Dual Phases of Respiration Chain Defect-Augmented mROS-Mediated mCa(2+) Stress during Oxidative Insult in Normal and ρ (0) RBA1 Astrocytes

Mitochondrial respiratory chain (RC) deficits, resulting in augmented mitochondrial ROS (mROS) generation, underlie pathogenesis of astrocytes. However, mtDNA-depleted cells (ρ (0)) lacking RC have been reported to be either sensitive or resistant to apoptosis. In this study, we sought to determine the effects of RC-enhanced mitochondrial stress following oxidative insult. Using noninvasive fluorescence probe-coupled laser scanning imaging microscopy, the ability to resist oxidative stress and levels of mROS formation and mitochondrial calcium (mCa(2+)) were compared between two different astrocyte cell lines, control and ρ (0) astrocytes, over time upon oxidative stress.
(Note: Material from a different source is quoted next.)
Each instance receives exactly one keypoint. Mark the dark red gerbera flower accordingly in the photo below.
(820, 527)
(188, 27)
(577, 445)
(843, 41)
Our results showed that the cytoplasmic membrane becomes permeated with YO-PRO-1 dye at 150 and 130 minutes in RBA-1 and ρ (0) astrocytes, respectively. In contrast to RBA-1, 30 minutes after 20 mM H(2)O(2) exposure, ρ (0) astrocytes formed marked plasma membrane blebs, lost the ability to retain Mito-R, and showed condensation of nuclei. Importantly, H(2)O(2)-induced ROS and accompanied mCa(2+) elevation in control showed higher levels than ρ (0) at early time point but vice versa at late time point. Our findings underscore dual phase of RC-defective cells harboring less mitochondrial stress due to low RC activity during short-term oxidative stress but augmented mROS-mediated mCa(2+) stress during severe oxidative insult.